Tuesday, August 19, 2008

Bow Hunting Bears Makes for a Dangerous Hunt

 by Robert L. Gisel

 The ultimate in sports hunting, after hearing the story myself, has to be in hunting bear with a bow and arrow. That my brother Chuck Gisel had the fortune, or dubious honor, to participate as the backup rifle makes for a very exciting story.

 The mastermind of this adventure was Scott Leonard, who was working at the Alaska Fish and Game in Juneau. He had bow hunted just about everything except bears. So his idea to go after a one with the bow was a logical progression in his range of trophy hunting. Killing a bear is a dangerous proposition in usual circumstances, but taking one on with a bow and arrow is courageous beyond belief, or simply asking for trouble.

 Obviously this is big game hunting and not recommended for the fainthearted or photo-shoot-only crowd.

 Doing this sport one is best advised to take along a backup shooter with the proper rifle and savvy at dropping bears at close range. Scott somehow convinced my brother to go with him as his backup gun. The conditions were laid out and it was agreed they would select a small black bear and Scott would get well prepared for the hunt. This included practice snap-shooting for speed and accuracy, which he did, prior to embarking on the expedition.

 The arrow selected had a spiral tip that would spin and go through the game in a spiral, coring a plug all the way through. To make this work you had to be totally accurate and hit its heart in spite of any movement by the bear. You might only get one shot, so it better be good.

 Bears have a bad adrenalin problem that makes taking one down difficult in the best of circumstances, to say the least. A head shot usually just bounces off the skull. Even with a shot in the heart it will continue it's charge for you for fifty yards or more. Only a hit in a shoulder breaking the ball joint of its limb can stop its attack. You have to do this so it can't run and it drops at your feet.

 It follows then that using a bow as the weapon has some real potential drawbacks and questions one's sanity. Scott just wanted the experience and, of course, the hide. Evidently the thrill as well.

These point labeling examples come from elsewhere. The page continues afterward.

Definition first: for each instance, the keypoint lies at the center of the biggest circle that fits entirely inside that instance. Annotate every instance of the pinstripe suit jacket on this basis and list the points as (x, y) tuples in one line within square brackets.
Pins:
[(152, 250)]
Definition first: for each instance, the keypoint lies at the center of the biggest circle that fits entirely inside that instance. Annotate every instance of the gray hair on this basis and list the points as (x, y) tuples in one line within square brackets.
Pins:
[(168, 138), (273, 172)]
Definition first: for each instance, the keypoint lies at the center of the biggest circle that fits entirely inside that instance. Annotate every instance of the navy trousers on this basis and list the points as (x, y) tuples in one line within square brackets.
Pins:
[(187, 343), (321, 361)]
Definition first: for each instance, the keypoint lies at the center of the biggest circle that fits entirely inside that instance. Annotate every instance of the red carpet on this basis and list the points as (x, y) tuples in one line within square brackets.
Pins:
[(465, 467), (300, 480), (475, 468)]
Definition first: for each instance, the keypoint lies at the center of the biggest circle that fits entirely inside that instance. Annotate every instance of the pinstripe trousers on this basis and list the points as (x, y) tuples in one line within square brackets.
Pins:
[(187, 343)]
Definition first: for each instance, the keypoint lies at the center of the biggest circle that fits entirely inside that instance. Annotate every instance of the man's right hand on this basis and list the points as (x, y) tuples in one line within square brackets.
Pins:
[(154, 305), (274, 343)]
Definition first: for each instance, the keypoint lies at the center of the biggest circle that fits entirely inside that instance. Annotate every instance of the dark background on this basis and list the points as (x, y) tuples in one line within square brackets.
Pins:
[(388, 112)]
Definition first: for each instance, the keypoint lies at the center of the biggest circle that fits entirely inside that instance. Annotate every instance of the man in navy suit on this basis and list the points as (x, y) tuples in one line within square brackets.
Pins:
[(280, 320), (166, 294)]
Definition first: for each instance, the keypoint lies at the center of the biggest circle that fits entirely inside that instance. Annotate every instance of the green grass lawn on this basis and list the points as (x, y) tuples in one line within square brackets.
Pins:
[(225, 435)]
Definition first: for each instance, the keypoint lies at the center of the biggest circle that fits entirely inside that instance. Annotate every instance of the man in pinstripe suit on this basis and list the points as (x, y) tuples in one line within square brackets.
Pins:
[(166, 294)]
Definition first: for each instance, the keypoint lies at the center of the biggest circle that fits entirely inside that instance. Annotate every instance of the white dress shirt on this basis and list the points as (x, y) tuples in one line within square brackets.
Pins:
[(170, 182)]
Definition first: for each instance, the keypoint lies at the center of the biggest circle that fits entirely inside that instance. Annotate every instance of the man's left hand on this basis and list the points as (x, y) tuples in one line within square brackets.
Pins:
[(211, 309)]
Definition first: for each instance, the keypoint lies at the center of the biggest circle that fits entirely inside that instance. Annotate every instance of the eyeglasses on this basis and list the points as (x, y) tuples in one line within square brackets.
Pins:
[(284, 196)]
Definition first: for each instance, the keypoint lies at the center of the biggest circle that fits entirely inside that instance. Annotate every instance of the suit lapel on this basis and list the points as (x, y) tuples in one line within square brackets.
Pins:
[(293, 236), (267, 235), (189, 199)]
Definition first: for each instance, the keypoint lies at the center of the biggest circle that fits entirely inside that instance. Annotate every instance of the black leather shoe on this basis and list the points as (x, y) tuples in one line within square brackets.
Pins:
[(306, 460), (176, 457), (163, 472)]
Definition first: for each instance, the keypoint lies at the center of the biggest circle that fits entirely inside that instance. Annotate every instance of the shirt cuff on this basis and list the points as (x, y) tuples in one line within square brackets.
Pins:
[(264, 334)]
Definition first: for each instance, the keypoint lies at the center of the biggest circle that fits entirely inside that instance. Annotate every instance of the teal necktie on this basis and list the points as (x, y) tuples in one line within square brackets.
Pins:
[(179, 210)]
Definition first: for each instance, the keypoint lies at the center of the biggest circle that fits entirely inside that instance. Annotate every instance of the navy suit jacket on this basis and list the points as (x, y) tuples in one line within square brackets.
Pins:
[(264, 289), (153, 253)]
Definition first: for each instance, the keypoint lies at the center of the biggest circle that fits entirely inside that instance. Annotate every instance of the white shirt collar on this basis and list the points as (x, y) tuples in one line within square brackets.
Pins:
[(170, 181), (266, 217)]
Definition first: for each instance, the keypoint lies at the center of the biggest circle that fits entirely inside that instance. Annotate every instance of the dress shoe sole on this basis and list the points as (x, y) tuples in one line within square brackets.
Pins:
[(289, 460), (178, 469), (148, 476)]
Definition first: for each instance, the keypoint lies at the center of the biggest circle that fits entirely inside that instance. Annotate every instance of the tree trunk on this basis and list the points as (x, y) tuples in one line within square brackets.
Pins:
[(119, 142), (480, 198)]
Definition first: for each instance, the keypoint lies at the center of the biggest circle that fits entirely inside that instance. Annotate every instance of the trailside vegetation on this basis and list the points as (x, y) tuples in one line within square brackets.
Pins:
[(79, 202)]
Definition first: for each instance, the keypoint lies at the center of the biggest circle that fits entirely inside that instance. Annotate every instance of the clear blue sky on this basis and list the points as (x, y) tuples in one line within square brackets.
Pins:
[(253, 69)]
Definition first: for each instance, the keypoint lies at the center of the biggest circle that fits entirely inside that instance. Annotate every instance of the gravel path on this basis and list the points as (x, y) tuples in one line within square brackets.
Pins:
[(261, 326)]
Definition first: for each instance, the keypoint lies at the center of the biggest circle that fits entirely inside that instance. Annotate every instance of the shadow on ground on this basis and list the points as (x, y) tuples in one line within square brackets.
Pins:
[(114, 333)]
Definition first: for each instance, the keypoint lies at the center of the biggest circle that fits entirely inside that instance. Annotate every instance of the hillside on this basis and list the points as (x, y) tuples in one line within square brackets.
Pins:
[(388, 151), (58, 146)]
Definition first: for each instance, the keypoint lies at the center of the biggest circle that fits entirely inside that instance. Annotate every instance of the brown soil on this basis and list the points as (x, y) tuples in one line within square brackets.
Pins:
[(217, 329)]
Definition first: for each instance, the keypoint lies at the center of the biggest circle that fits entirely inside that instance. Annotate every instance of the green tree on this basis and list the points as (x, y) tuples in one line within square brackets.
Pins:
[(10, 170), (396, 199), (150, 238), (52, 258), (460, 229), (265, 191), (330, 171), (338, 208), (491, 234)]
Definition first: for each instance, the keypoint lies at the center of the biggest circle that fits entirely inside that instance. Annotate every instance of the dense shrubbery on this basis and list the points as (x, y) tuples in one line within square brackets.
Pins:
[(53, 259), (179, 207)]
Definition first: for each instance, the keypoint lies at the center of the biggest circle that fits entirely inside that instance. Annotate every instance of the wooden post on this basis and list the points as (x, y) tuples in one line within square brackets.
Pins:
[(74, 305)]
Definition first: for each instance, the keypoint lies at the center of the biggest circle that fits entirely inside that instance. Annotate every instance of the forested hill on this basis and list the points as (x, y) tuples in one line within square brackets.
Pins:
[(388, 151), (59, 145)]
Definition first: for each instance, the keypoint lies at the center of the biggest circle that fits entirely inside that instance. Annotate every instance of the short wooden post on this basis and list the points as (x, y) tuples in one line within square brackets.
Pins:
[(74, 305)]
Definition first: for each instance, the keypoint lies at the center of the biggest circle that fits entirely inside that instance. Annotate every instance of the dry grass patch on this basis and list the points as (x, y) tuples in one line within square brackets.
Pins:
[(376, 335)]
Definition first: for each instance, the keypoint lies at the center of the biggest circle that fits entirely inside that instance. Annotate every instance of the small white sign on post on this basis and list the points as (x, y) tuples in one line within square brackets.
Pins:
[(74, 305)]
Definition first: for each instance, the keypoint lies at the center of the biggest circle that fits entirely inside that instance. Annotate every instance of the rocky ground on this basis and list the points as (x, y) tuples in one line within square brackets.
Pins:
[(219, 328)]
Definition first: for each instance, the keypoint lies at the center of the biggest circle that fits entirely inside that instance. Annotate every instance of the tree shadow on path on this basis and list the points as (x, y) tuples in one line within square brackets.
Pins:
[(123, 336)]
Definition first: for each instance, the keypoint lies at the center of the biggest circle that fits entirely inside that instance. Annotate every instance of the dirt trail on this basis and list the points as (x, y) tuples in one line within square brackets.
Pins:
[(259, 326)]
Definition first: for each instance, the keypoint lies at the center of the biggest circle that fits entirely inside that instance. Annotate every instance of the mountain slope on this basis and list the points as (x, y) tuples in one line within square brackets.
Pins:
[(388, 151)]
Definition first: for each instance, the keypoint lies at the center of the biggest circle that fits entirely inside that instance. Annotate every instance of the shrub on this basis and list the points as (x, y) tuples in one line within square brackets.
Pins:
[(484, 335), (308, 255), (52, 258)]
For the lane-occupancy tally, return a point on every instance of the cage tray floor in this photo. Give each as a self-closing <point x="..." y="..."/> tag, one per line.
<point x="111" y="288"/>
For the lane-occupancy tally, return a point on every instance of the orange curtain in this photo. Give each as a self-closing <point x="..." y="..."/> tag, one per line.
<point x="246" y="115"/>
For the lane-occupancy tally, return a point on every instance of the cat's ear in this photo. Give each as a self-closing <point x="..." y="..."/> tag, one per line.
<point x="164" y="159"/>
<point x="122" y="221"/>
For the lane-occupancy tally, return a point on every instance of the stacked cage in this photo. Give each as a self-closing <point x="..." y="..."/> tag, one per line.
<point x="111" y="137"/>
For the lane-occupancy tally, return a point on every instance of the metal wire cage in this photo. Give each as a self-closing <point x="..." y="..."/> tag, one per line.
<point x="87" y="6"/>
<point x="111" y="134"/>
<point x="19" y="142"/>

 After practice, the team set out for Gambier Bay outside of Juneau in a friend's boat. Anchored off North Point the first day was spent just watching the beach for any bear that might come around on its rounds. Seeing none, the next day they went to a different location and watched some landlocked islands, then again for a third day. Several bears were observed but what the hunters were looking for was any repeats of the same one, which means it could be predicted in its pattern.

 The one seen to be rounding a circle was a small brown bear which made it almost ideal for the hunt. Black bears are more amiable, if any wild bears can be amiable. The browns akin to the grizzly and are known to be mean and sometimes dangerously unpredictable. This upped the stakes in the bow hunt; a better prize, more risk in getting it.

With a careful study of topographical maps they plotted out where to set up to waylay this bear as it came around on its usual path. They had be down wind, so the bear couldn't smell its hunters, and be hidden well in a thicket of brush. A spot was selected, they got into their positions and the trap was set.

 Bears do funny things sometimes, like sneak around to other side of you when you're looking the other way. Hiding in the brush, waiting for a bear to approach and do battle must be the epitome of macho.

 This time the bear came around as expected. It walked up its trail quite close to where Chuck and Scott were. Sensing someone was there, it stood up a mere 20 feet from them. It couldn't smell the hunting party as long as the direction of the wind prevailed and kept them down wind. On its hind legs it looked around, sniffing. Still the brown bear couldn't spot what it was missing. If it did, he would be on them in a second.

 Scott had his bow drawn for the shot and held it for some moments. Chuck began to wonder when he was ever going to release the arrow. Chuck had his gun up and aimed. At six yards there was no room for misses.

 Finally the arrow flew and found its mark through where the heart should be. Naturally the bear protested this with its throaty roar. He was really mad now. At 20 feet away this was a horrendous and frightening sound. Then the long stream of blood pumped out at intervals indicating the heart had been hit.

 Enduring the deafening battle cry, Chuck still had his wits about him to shoot it twice to ensure it came down and stayed down.

 Still alive, he was pawing the ground and making noise, lots of it. Chuck approached the bear, capped him with his barrel against his skull and that finished him and the hunt.

 Chuck said he did a check of his shorts to make sure he hadn't, such was the fearsome experience. Scott was pumped, his first bow-hunted bear kill. Chuck was sure this was his last.